EBUS Guided-Intranodal Forceps Biopsy

Intranodal forceps biopsy (IFB) has been developed to obtain a larger specimen volume for pathological evaluation. The EBUS-intranodal forceps biopsy (EBUS-IFB) procedure entails inserting micro forceps through the initial puncture site made by the TBNA needle. Previous studies have shown that combining intranodal forceps biopsy with EBUS-TBNA enhances the overall diagnostic yield ( 18 , 19 ).

The procedure requires a conventional EBUS bronchoscope, a TBNA needle, and mini forceps measuring 1.0 mm in diameter. The majority of research on EBUS-IFB procedures has utilized 22-gauge needles for TBNA. However, there are reports of successful outcomes utilizing EBUS-TBNA needles, including 19, 21, and even 25 gauge ( 20 ).

In the process of EBUS-TBNA, the airway mucosa is punctured four to five times using the EBUS-TBNA needle under ultrasound guidance. This results in a disruption of the mucous membrane of the airway, as well as the formation of a pathway through which mini forceps can be inserted into the specific lymph node being targeted. While ensuring the EBUS bronchoscope remains in a stable position, the procedure involves removing the aspiration needle from the working channel and subsequently inserting the mini forceps into the desired location, all under the guidance of EBUS. The direct view of the mucosal puncture site by endoscopy is frequently unattainable, making it an unreliable reference point for guiding the insertion of mini forceps ( 20 ).

Agrawal et al. performed a meta-analysis comprising six observational studies, which demonstrated that the use of EBUS-IFB combined with EBUS-TBNA enhances the overall diagnostic efficacy of intrathoracic adenopathy sampling in comparison to the use of EBUS-TBNA alone (92% vs. 67%; OR 5.87 95% confidence interval, 3.081 to 9.04; p< 0.001). The complication rates are comparatively higher in combination methods than those observed with EBUS-TBNA. However, they are purportedly reduced when compared to transbronchial or surgical biopsies. Moreover, the subgroup analysis revealed that the combination method had a higher diagnosis yield for lymphoma (86% vs. 30%; p= 0.03) and sarcoidosis (93% vs. 58%; p< 0.001) ( 21 ).

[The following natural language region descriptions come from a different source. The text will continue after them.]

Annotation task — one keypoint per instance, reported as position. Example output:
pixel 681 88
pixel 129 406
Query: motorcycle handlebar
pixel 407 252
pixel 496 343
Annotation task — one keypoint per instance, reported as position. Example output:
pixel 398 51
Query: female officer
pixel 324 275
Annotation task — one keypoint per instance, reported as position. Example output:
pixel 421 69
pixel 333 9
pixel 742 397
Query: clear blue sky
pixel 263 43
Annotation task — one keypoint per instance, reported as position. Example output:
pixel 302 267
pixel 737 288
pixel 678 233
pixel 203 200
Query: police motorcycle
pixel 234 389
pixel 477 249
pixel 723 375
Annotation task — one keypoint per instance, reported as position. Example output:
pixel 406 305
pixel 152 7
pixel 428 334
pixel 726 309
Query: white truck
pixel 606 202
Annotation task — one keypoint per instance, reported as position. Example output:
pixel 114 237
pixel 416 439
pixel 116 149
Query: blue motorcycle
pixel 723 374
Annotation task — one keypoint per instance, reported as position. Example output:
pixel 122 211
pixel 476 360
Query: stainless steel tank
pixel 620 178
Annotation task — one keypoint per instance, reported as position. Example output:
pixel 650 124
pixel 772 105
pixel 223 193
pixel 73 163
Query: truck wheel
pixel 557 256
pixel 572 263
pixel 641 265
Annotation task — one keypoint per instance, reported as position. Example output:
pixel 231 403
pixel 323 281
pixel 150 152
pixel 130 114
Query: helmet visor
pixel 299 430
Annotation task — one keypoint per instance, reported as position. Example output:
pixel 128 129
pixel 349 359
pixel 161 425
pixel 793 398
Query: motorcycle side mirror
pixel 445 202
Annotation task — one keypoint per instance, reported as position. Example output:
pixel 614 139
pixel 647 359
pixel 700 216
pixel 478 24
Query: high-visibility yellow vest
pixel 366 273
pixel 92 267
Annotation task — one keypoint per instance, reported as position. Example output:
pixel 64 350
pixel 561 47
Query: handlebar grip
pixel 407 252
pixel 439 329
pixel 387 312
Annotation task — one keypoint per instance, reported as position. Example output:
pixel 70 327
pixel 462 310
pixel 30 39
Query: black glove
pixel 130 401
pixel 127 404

Another sampling instrument is the Acquire® 22G fine needle, manufactured by Boston Scientific Co, which features a Franseen tip. The 22G fine needle instrument is designed with three cutting edges, allowing for the collection of larger specimens. Balwan et al. evaluated the feasibility and potential benefits of this approach in granulomatous disorders and determined a diagnostic yield of 95% (22). Furthermore, this needle can also be employed for obtaining samples from abdominal lesions guided by endoscopic ultrasound (23). Another tool is the ProCore® needle, developed by Cook Medical in Bloomington. It features a core trap mechanism designed specifically for obtaining histology samples. This is accomplished by shearing material from the lesion as the needle is in motion. The diagnostic accuracy of this needle appears to be comparable to that of a conventional 22-gauge needle in detecting both malignancy and sarcoidosis (24,25). The ProCore® needle is also used for extrathoracic lesion sampling. Karsenti et al. discovered that the Acquire needle can yield more tissue and exhibit improved diagnostic accuracy compared to the ProCore® needle when performing EBUS-guided biopsies of pancreatic masses ( 26 ).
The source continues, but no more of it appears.